If a Shareholder appoints a body corporate as the Shareholder's proxy to attend and vote for the Shareholder at that Meeting, the representative of the body corporate to attend the Meeting must produce the Certificate of Appointment of Representative prior to admission. A form of the certificate may be obtained from the Company's share registry.

You must sign this form as follows in the spaces provided:

  • Joint Holding : where the holding is in more than one name all of the holders must sign.
  • Power of Attorney : if signed under a Power of Attorney, you must have already lodged it with the registry, or alternatively, attach a certified photocopy of the Power of Attorney to this Proxy Form when you return it.
  • Companies : a Director can sign jointly with another Director or a Company Secretary. A sole Director who is also a sole Company Secretary can also sign. Please indicate the office held by signing in the appropriate space.

If a representative of the corporation is to attend the Meeting the appropriate "Certificate of Appointment of Representative" should be produced prior to admission. A form of the certificate may be obtained from the Company's Share Registry.

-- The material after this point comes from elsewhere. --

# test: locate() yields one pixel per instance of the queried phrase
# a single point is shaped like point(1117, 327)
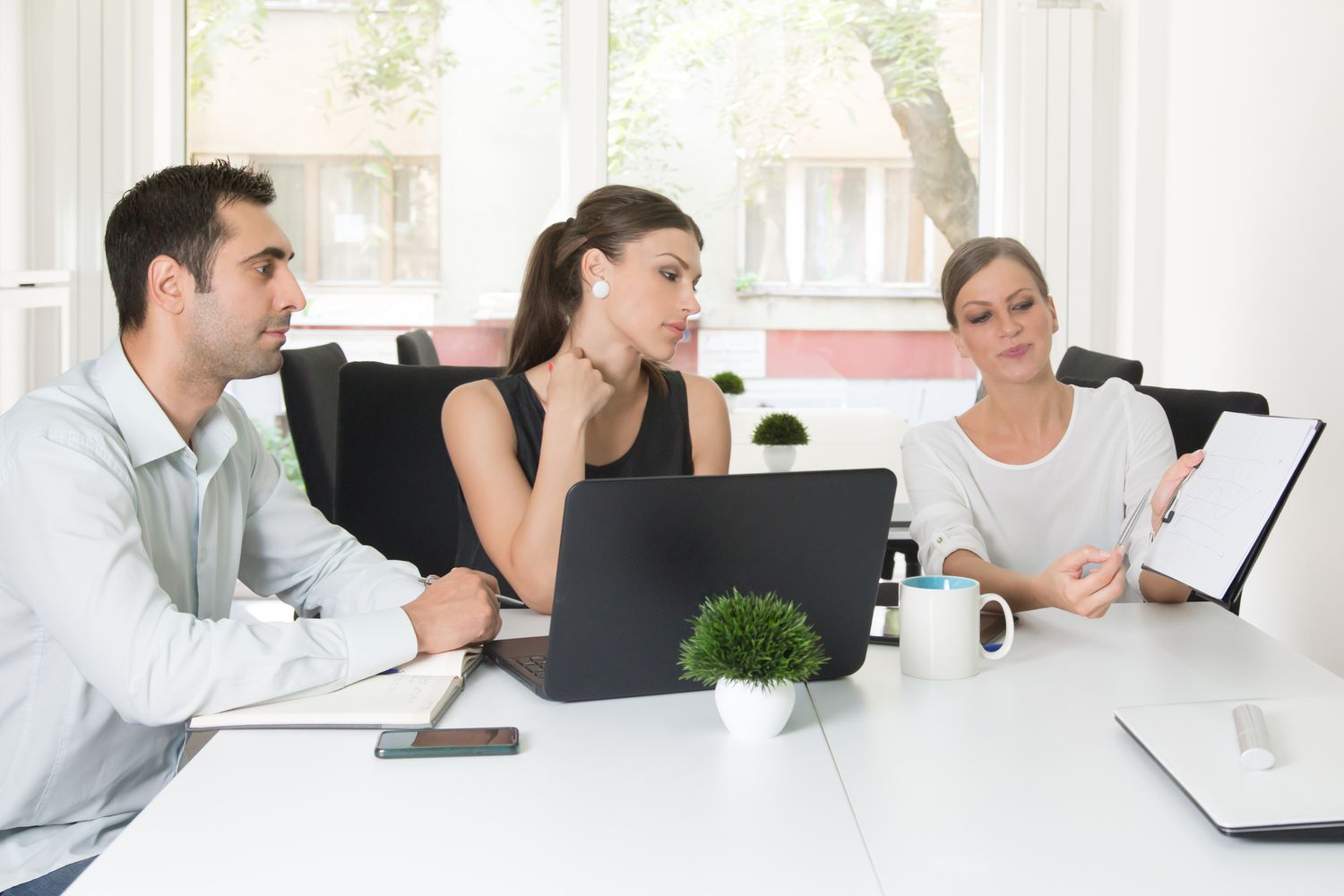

Proxy Forms (and the power of attorney or other authority, if any, under which the Proxy Form is signed) or a copy or facsimile which appears on its face to be an authentic copy of the Proxy Form (and the power of attorney or other authority) must be deposited at or received at the registered office of the Company (Level 17, 500 Collins Street, Melbourne Vic 3000) or facsimile +61 3 9614 0550 not less than 48 hours prior to the time of commencement of the Meeting.